En décembre 1989, un jeune moine bouddhiste sud-coréen de 29 ans pousse la porte du monastère bénédictin de la Pierre-qui-Vire, caché dans la forêt du Morvan. Il y restera neuf mois, partageant chaque instant de la vie des moines : le travail, l’étude, la prière, les repas, l’ascèse.

Mais ce n’est qu’une vingtaine d’années plus tard que le vénérable Hyangjok, devenu l’un des principaux dignitaires de l’ordre Jogye, la première congrégation bouddhiste de Corée du Sud, publie le récit de son expérience monastique catholique.
Un succès de librairie

Son livre, Ascèse dans un monastère de France (1), qui vient d’être traduit en français, est un succès de librairie dans son pays natal : 70 000 exemplaires vendus. Son visage s’éclaire d’un large sourire lorsqu’il évoque son séjour à la Pierre-qui-Vire et la Règle de saint Benoît.

« Je me souviens encore des gestes que l’on utilisait pour communiquer en silence », démontre-t-il, mouvements des mains à l’appui, lors d’une rencontre autour d’un thé dans le grand temple de Jogyesa, en plein cœur de Séoul.
La solitude, la faim, la mise à l’écart

Hyangjok ne cache pas les difficultés rencontrées au monastère : l’absence de chauffage et le froid de l’hiver français, « maussade et désagréable », la solitude, ses problèmes de communication en français, la faim.

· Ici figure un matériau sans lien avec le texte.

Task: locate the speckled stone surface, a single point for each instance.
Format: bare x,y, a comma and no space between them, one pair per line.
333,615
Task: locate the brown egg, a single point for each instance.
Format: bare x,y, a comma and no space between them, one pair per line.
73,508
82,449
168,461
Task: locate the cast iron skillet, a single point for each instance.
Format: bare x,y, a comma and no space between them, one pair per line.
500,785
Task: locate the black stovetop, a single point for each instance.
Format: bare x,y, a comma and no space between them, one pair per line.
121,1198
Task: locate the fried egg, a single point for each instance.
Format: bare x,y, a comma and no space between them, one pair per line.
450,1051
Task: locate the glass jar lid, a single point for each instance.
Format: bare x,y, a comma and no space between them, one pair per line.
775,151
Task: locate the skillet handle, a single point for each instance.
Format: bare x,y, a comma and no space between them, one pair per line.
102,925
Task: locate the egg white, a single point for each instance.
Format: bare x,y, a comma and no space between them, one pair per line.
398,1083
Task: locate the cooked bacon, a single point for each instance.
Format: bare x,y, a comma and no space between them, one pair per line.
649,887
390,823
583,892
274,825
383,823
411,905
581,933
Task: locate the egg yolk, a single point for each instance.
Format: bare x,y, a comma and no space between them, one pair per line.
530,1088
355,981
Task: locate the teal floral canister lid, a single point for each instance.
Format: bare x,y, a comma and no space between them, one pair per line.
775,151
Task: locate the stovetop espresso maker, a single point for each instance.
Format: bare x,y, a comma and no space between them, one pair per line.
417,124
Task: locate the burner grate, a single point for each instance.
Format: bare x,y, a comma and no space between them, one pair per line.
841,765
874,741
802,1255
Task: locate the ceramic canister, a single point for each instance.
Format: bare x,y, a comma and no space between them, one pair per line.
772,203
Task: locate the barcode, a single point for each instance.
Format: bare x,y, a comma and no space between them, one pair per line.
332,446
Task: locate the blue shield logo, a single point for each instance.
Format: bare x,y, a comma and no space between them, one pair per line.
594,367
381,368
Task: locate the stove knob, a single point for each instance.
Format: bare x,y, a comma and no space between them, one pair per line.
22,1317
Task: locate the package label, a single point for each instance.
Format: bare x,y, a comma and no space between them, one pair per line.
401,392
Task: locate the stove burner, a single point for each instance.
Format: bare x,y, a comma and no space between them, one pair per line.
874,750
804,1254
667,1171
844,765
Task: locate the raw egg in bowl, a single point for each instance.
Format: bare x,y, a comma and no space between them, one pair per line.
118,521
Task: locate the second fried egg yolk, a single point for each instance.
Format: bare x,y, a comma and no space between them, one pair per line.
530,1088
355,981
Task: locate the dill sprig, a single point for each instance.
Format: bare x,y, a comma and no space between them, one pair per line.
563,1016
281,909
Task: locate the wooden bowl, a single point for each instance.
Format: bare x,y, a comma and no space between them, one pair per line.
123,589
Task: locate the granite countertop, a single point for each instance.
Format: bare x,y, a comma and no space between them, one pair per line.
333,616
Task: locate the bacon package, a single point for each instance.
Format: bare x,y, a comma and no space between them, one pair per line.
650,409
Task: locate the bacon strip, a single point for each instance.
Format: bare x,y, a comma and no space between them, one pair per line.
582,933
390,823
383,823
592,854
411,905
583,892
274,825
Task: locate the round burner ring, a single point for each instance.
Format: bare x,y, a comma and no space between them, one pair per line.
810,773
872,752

Lors des messes, il ne peut prendre part à l’eucharistie et se sent mis à l’écart, « comme un sac d’orge emprunté ». Il est aussi étonné de voir ses frères moines porter « des chaussettes reprisées », une habitude très peu coréenne : « L’économie leur était une habitude chevillée au corps. »
Compassion bouddhique et amour catholique

Mais il s’émerveille aussi de découvrir de nombreuses similitudes entre bouddhisme et catholicisme. « Ils diffèrent par l’histoire et la culture, mais on peut dire qu’ils sont semblables en ce qu’ils recherchent la communion avec la nature, et qu’ils ont pour but de réconforter les hommes. Compassion bouddhique et amour catholique ne font qu’un », estime-t-il.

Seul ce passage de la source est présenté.